Incisión transversal incisión
Una técnica de laparotomía útil para utilizar en pacientes pediátricos que aún no han desarrollado recesos subfrénicos o pélvicos profundos, y en los que el cirujano, por lo tanto, no necesita la capacidad de extender la incisión longitudinalmente como permite la incisión de la línea media. Los cirujanos vasculares también suelen utilizar esta incisión para la reparación electiva y de emergencia de aneurismas aórticos abdominales.
Incisión de Kocher
Incisión paralela al margen subcostal para acceder al hígado y al árbol biliar subyacentes, utilizada habitualmente para la colecistectomía abierta. Puede reflejarse en el lado contralateral para proporcionar acceso al bazo o realizarse bilateralmente como una incisión en el techo para proporcionar un acceso eficaz a órganos como el páncreas y el árbol biliar dentro del plano transpilórico (véase más adelante). Las desventajas incluyen el riesgo de lesionar los vasos epigástricos superiores, y la extensión lateral de la incisión corre el riesgo de interrumpir los nervios intercostales.
Estructuras dentro del plano transpilórico:
Complicaciones de las incisiones quirúrgicas abdominales
Se pueden considerar mejor en términos de especificidad y cronicidad; i.es decir, las complicaciones genéricas de la cirugía frente a las específicas de la operación, y que se presentan como complicaciones inmediatas, tempranas o tardías. La incidencia y la naturaleza de las complicaciones se verán influidas por las comorbilidades del paciente.

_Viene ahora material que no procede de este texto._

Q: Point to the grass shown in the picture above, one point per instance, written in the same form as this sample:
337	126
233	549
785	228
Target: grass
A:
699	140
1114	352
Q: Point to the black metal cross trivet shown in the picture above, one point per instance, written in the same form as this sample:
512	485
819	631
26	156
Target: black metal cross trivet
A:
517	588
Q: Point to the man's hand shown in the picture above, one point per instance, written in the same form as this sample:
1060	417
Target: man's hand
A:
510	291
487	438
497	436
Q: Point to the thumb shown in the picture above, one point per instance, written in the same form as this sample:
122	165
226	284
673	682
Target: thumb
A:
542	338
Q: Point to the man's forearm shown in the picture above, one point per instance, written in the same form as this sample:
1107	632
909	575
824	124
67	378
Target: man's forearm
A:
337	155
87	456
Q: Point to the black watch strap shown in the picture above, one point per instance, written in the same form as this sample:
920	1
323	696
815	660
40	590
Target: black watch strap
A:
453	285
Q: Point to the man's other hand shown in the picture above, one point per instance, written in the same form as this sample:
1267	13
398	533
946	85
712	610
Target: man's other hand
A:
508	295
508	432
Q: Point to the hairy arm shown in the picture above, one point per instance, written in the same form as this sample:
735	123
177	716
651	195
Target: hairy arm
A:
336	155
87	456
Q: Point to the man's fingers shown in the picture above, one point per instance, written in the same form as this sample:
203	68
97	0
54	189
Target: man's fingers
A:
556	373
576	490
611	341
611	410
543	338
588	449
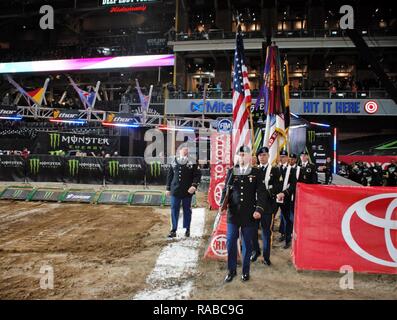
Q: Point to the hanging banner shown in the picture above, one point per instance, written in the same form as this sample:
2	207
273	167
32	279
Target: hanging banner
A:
52	141
345	228
44	168
156	172
219	163
385	160
125	170
65	115
9	112
121	119
12	168
217	247
87	170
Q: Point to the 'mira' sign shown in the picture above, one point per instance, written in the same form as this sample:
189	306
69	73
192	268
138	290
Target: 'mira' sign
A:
349	107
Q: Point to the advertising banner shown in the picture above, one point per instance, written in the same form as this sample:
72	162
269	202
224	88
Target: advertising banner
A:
12	168
345	227
52	141
156	172
44	168
125	170
87	170
219	163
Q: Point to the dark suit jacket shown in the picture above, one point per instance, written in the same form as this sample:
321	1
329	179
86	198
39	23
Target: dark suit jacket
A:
291	186
274	187
181	176
247	194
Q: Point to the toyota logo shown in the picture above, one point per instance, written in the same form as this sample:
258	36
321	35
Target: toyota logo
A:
218	192
387	224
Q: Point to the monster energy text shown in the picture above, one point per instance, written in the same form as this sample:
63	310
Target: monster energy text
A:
73	167
34	165
114	168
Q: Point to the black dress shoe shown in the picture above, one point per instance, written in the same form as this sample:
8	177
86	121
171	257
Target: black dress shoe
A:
172	234
229	277
287	245
267	262
245	277
254	256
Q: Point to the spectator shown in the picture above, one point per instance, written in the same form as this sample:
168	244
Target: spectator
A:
25	153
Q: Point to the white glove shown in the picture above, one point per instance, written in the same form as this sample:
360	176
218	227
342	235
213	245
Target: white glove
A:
192	190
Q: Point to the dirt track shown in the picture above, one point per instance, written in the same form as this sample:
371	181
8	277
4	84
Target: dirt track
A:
102	252
282	281
106	252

Las complicaciones inmediatas de una incisión de laparotomía en la línea media pueden incluir dificultades anestésicas, inestabilidad hemodinámica, hemorragia primaria de los vasos cortados y lesiones iatrogénicas en los tejidos y vísceras circundantes.

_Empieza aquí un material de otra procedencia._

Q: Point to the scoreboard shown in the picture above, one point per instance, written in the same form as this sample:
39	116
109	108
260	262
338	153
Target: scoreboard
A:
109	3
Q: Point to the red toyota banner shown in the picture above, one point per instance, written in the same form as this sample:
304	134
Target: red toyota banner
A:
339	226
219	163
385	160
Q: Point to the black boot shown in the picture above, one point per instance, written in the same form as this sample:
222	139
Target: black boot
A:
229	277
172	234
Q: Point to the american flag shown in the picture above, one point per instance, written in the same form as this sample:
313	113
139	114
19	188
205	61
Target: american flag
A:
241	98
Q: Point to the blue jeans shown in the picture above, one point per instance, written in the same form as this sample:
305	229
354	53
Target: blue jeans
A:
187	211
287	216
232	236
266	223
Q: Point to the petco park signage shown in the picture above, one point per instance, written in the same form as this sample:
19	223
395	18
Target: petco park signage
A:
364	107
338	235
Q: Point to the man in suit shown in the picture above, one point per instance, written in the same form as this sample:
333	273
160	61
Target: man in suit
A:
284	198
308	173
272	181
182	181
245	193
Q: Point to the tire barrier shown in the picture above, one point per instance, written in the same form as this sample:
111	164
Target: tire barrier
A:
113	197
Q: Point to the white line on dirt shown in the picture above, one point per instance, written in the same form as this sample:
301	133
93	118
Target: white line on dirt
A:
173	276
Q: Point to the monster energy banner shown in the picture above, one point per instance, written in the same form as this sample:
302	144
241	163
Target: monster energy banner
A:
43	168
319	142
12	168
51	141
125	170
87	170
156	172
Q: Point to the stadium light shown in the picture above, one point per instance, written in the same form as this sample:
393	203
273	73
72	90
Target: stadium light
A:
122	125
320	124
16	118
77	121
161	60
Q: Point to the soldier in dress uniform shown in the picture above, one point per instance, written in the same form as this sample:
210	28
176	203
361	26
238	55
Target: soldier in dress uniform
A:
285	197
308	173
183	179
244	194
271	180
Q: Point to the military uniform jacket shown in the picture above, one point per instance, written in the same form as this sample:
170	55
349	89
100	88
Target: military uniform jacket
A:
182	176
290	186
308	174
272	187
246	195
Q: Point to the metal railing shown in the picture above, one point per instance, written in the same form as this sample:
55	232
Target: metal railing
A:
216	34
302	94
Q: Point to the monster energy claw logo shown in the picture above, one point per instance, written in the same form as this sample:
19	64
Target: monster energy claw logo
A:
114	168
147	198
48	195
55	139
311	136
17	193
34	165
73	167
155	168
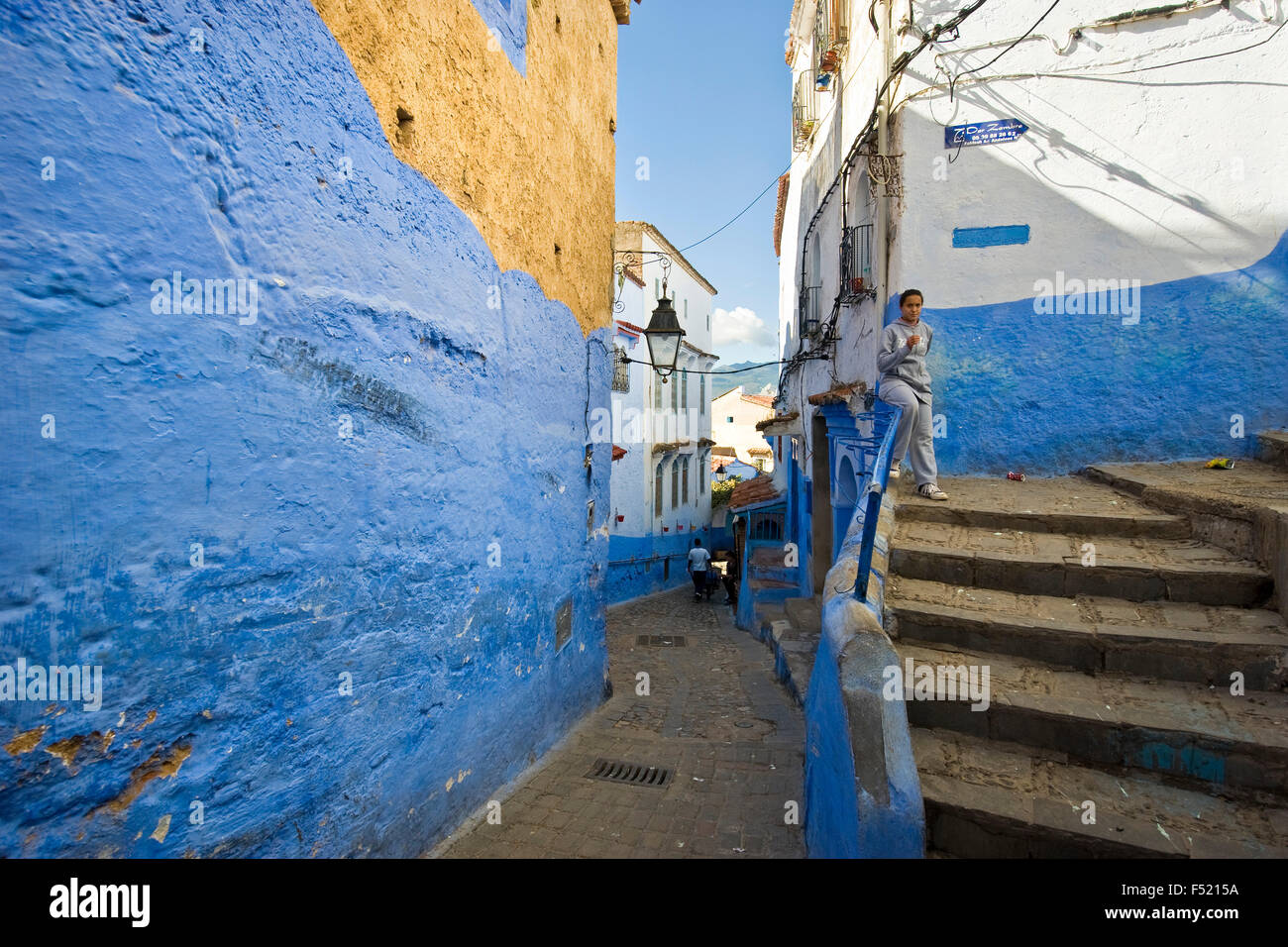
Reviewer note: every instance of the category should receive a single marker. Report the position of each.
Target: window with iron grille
(809, 309)
(857, 263)
(804, 111)
(621, 369)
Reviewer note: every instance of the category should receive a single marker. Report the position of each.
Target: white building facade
(733, 424)
(1090, 198)
(660, 487)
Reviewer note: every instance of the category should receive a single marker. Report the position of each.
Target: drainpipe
(883, 222)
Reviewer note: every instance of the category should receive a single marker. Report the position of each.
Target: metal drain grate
(662, 641)
(630, 774)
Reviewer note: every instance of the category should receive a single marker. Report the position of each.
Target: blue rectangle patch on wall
(991, 236)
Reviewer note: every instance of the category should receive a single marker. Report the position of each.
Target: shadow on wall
(1090, 372)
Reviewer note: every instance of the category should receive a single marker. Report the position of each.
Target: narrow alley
(713, 716)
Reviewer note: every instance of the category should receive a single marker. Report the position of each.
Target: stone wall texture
(318, 545)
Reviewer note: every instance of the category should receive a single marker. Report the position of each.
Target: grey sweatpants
(914, 436)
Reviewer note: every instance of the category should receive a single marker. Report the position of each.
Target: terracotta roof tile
(793, 416)
(782, 206)
(838, 395)
(752, 491)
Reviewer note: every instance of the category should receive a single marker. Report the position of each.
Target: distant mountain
(752, 381)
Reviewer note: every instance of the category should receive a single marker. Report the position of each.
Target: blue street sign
(984, 133)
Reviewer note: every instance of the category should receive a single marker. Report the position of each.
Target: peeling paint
(26, 742)
(65, 749)
(158, 766)
(162, 828)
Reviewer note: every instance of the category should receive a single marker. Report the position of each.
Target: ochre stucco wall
(528, 158)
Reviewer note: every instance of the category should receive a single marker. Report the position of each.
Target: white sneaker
(931, 491)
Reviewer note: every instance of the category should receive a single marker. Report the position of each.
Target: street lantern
(664, 337)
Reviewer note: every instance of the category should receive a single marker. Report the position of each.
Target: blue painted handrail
(871, 459)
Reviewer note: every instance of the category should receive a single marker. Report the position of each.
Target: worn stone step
(1057, 504)
(794, 648)
(990, 799)
(1039, 564)
(1176, 641)
(1186, 732)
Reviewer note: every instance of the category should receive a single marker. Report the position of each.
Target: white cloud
(741, 328)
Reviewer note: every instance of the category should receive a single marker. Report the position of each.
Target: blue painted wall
(259, 158)
(1051, 393)
(644, 577)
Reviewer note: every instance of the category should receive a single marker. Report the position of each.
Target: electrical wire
(719, 371)
(952, 81)
(786, 170)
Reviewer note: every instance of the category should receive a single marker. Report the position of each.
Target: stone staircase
(1111, 637)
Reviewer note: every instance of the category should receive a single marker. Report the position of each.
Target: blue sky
(704, 95)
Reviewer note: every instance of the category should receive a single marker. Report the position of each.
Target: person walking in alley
(698, 562)
(905, 381)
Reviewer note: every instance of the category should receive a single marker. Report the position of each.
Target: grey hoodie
(897, 361)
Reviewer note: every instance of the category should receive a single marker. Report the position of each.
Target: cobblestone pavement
(715, 715)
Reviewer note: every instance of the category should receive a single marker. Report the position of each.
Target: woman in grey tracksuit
(905, 381)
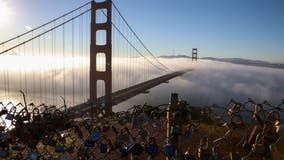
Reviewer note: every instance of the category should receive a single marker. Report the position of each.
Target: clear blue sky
(251, 29)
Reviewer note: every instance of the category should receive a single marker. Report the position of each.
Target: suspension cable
(138, 37)
(64, 15)
(45, 32)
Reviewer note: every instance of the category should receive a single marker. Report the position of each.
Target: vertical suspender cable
(73, 76)
(40, 67)
(63, 52)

Las complicaciones tempranas genéricas se manifiestan en las horas y días siguientes a la operación y pueden incluir atelectasia, neumonía postoperatoria, infección del tracto urinario, oliguria, escaras y trombosis venosa profunda. Entre las complicaciones tempranas específicas se encuentran la hemorragia reactiva, en la que rezuman pequeños vasos y la hemostasia intraoperatoria falla una vez que se normaliza la presión arterial, la acumulación intraabdominal, el íleo postoperatorio y la infección de la herida. Si los nervios se han cortado durante la operación, lo más probable es que esto se manifieste en los días siguientes, cuando los efectos de la anestesia desaparezcan y el paciente note el déficit (o dolor neuropático).

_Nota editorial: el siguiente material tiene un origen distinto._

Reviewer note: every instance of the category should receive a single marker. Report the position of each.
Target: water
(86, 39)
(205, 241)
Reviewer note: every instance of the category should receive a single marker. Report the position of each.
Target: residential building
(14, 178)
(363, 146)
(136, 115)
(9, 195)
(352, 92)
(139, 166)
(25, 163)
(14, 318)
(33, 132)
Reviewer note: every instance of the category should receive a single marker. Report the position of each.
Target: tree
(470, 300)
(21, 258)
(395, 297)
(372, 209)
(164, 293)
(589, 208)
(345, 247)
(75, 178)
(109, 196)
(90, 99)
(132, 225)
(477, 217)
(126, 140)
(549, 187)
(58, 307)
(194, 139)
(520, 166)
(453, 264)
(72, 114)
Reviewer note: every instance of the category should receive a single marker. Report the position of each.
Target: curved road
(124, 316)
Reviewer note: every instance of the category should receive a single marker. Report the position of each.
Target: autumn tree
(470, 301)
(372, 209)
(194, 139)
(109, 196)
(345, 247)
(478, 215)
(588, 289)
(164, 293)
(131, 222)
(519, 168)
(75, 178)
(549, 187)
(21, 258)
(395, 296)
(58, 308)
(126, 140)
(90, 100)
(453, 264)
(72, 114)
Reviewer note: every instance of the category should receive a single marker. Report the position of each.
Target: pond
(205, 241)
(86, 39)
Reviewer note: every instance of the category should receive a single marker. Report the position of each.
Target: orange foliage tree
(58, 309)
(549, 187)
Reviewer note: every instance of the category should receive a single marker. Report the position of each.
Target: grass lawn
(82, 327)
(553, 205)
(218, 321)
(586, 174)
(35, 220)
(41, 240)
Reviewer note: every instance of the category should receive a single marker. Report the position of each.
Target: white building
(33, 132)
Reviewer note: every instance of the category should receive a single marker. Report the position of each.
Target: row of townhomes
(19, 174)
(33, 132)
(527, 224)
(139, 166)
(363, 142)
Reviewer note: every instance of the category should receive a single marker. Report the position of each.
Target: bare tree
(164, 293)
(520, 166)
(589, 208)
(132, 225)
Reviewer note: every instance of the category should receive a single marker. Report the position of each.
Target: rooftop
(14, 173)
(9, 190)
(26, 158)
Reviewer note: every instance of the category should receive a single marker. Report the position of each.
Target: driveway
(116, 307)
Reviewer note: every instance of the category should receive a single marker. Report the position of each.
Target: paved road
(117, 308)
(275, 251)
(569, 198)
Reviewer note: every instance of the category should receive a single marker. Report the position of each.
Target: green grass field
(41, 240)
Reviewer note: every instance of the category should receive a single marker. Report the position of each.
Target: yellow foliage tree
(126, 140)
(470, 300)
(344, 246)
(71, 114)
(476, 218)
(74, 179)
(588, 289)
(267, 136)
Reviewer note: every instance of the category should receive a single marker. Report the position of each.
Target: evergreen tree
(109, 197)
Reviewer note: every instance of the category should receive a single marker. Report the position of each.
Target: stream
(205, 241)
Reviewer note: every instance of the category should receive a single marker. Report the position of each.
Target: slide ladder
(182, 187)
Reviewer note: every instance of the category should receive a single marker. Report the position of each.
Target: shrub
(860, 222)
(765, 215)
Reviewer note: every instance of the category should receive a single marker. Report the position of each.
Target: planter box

La dehiscencia de la herida después de una laparotomía de la línea media es un acontecimiento especialmente angustioso para el paciente, por lo que clásicamente se observa una secreción serosanguinolenta de la herida a los 7-10 días del postoperatorio, y un día más tarde toda la herida puede reventar y derramar los intestinos del paciente en su regazo. Los factores de riesgo para la dehiscencia de la herida pueden ser:
Las complicaciones tardías incluyen el desarrollo de una hernia incisional, en la que el peritoneo subyacente y los contenidos asociados sobresalen a través de los defectos residuales de la pared abdominal, y la formación de densas adherencias de banda intraabdominal fibrótica. Ambas condiciones pueden dar lugar a que tramos de intestino queden atrapados dentro del saco herniario (encarcelados), y la hernia puede ser lo suficientemente grande o el defecto a través del cual sobresale puede ser lo suficientemente estrecho como para ocluir el paso intraluminal del contenido intestinal (obstrucción), el flujo de salida venoso y el posterior suministro arterial (estrangulación).